Elle arrive à ma hauteur. Elle approche son couteau de ma gorge. J’essaie de lui retirer mais je n’y parviens pas. Je peux seulement retarder le moment fatidique. Dans un élan, je me jette par terre. Caroline m’y rejoint. Elle soulève le couteau juste au dessus de moi. Je parviens à récupérer la pierre que j’avais vue près de moi et je la jette violemment sur la tête de mon amie.

Pendant quelques secondes, plus rien ne se passe. Je suis tétanisée par ce qu’il vient de se passer et par ce que je viens de faire. Caroline est à côté de moi. Du sang s’écoule le long de son front. Tandis que je l’observe, elle ouvre doucement les yeux et murmure :

« Pourquoi ? Nathalie ? Pourquoi ? »

Je me rends compte que ce n’est plus la Comtesse qui me parle mais mon amie. Emue, je lui réponds :

« C’est à cause du collier… Le collier t’avait envoûtée… »

« Quel collier ? »

Je suis sur le point de lui montrer le collier mais je m’aperçois qu’il a disparu… Pour lui prouver que je ne suis pas folle, je cherche le couteau qu’elle voulait utiliser pour me tuer. Mais je ne trouve aucun couteau. Tout avait disparu, à l’exception de cette pierre que j’avais utilisée pour frapper mon amie.

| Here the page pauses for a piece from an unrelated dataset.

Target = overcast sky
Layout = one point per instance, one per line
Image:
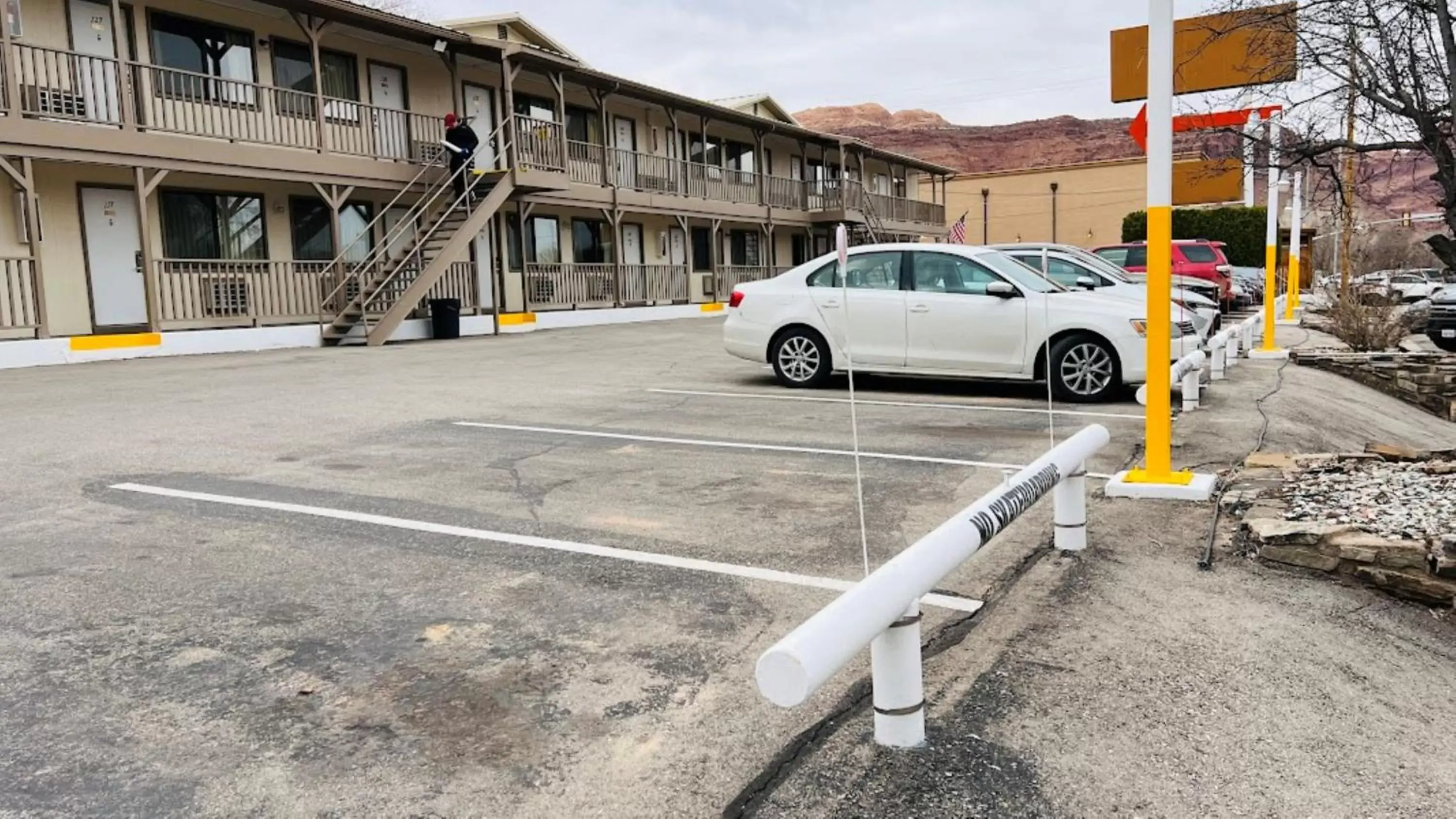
(973, 62)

Caroline me regarde une dernière fois puis ferme les yeux, pour toujours.

Je pleure. Je suis complètement bouleversée. Je ne comprends pas ce qu’il s’est passé. Petit à petit, mon acte prend toute sa mesure. Dès la connaissance du meurtre, les autorités chercheront le meurtrier et ils me trouveront, sans aucun doute. Je m’expliquerais. Mais qui croira cette histoire totalement rocambolesque ? Je passerai alors le reste de ma vie en prison ou en hôpital psychiatrique. Je n’ai donc qu’une seule option : cacher le corps de mon amie. Je jette un œil aux alentours et finis par trouver un endroit facile à creuser. A l’aide d’un caillou, je creuse le sol. Encore et encore. Cela me prends au moins deux heures. Mais je parviens enfin à enterrer le corps. Ceci fait, je remet la terre et tasse le tout. Pour me rappeler de l’endroit, je taille les initiales de mon amie sur l’arbre le plus proche. Ceci fait, je m’en vais par où je suis venue. Je hâte le pas afin de ne croiser personne. En effet, la terre que j’avais sur mon pantalon et sur mon pull ainsi que mon visage décomposée ne pouvaient pas passer inaperçu.

Une fois chez moi, je me douche pendant une bonne demi-heure puis vais me coucher. Malgré les derniers évènements, je parviens à dormir.

Quelques jours plus tard, la police m’appelle pour m’indiquer la disparition de mon amie. Il souhaite me voir et me poser quelques questions. Une fois sur place, j’apprends que ce sont les collègues de bureau de Caroline qui ont signalé sa disparition.

« Nous vous avons contacté, car il semblerait que vous soyez la dernière personne à l’avoir vue… »

« Effectivement… Mais, pour ma part, je pense qu’il ne faut pas s’en faire. Elle m’a avoué que ses trente ans ont été un coup dur… Elle voulait faire quelque chose de sa vie. Quelque chose qui avait du sens. Elle n’en a jamais parlé à ses collègues, mais elle m’a dit qu’elle souhaitait tout laisser et partir à l’aventure, en emmenant rien d’autre qu’un peu d’argent… J’imagine que c’est ce qu’elle a fait… »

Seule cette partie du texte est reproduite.